Ellis: These graphic novels are somewhat shorter than both books or films, and so, at least in "VARGR," some things get more exploration than others. His one sustained interaction with a woman in "VARGR" doesn't go the way Bond hopes, and it's very much based on his well-established expectations when you put him in the back of a car with a woman. I imagine I'll dig more into that space in my second book. Craig isn't wrong, of course. But, as he himself says, you can both reveal and deal with that aspect of his personality by attending to the natures of the women around him.
MTV: The the first issue plays a lot with the lack of dialogue in its opening action sequence. It makes for a very gripping read from the get-go! Can you talk about what led you down that route?
Ellis: Ah. My moment of weakness. This is the Fleming, literary Bond... but I couldn't resist a Bond film cold open. Just couldn't.
MTV: You’ve discussed with other outlets that your version of Bond is not exactly a hero in the strictest sense. Why do you think he captures the public imagination so strongly as an archetype despite his broken, damaged psyche?

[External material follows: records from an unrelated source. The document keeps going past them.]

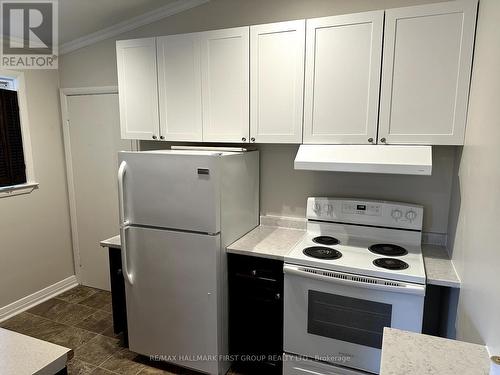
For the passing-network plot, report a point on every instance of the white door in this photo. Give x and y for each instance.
(343, 60)
(172, 301)
(179, 84)
(277, 82)
(138, 88)
(172, 189)
(426, 73)
(225, 84)
(93, 139)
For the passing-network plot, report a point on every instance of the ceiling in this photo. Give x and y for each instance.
(78, 18)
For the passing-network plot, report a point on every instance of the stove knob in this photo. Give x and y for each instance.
(411, 215)
(329, 210)
(396, 214)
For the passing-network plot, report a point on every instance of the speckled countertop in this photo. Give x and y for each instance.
(438, 267)
(267, 242)
(21, 354)
(276, 236)
(409, 353)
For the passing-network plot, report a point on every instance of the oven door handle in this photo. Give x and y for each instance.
(353, 280)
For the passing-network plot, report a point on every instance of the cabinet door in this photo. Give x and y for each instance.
(426, 73)
(277, 82)
(225, 85)
(343, 60)
(179, 83)
(138, 88)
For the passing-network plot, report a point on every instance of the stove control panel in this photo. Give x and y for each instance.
(376, 213)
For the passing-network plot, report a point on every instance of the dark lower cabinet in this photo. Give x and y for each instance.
(256, 313)
(118, 293)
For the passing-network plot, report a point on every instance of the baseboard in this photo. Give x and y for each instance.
(36, 298)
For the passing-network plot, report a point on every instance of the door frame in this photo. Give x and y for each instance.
(64, 93)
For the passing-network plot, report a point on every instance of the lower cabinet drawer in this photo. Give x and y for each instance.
(256, 313)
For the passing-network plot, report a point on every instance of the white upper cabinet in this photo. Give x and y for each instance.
(277, 82)
(426, 73)
(138, 90)
(342, 81)
(179, 84)
(225, 85)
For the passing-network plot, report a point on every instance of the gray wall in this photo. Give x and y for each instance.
(475, 207)
(284, 190)
(35, 245)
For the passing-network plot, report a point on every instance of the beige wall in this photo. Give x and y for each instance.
(475, 218)
(35, 242)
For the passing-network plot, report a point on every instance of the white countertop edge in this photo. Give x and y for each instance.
(404, 352)
(113, 242)
(25, 354)
(437, 269)
(254, 254)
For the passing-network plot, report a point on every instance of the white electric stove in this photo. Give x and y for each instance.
(358, 269)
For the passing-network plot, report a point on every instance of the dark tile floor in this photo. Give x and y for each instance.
(81, 319)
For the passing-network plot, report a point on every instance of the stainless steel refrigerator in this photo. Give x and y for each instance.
(179, 209)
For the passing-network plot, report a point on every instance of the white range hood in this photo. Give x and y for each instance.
(414, 160)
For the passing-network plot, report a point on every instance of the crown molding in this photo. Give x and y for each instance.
(130, 24)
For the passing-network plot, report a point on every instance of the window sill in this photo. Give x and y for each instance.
(9, 191)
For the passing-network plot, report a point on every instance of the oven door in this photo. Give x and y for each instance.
(339, 318)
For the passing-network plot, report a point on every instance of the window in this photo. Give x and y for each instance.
(16, 163)
(12, 166)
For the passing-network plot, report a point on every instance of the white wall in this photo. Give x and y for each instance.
(35, 242)
(474, 217)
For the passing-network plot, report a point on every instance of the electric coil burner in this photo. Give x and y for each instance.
(322, 252)
(388, 250)
(326, 240)
(390, 263)
(359, 266)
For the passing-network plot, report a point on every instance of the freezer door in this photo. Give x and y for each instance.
(172, 296)
(171, 190)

Ellis: Ultimately, he's a guy in a suit carrying a small gun throwing himself into the dark machinery of the world in defense of his country. The sheer stakes, and the idea of an ordinary man throwing himself into the path of bullets out of some kind of duty, is compelling to an awful lot of people. Also, of course, it speaks to the idea of the British as horrifying pursuit predators who can murder, burn, blow up or impregnate anything. It was very flattering to the post-war generations, I'm sure.
Seriously: most of our archetypes are damaged people. We're compelled by the things they do despite and because of their damage.
MTV: Who would you personally like to see take over the role in the movies next?
Ellis: Personally? I think it has to be Idris Elba. I've met him. Not only is he, obviously, a massive presence and a brilliant actor, but he is incredibly smart about story. He would be an incredible benefit to that franchise on so many levels.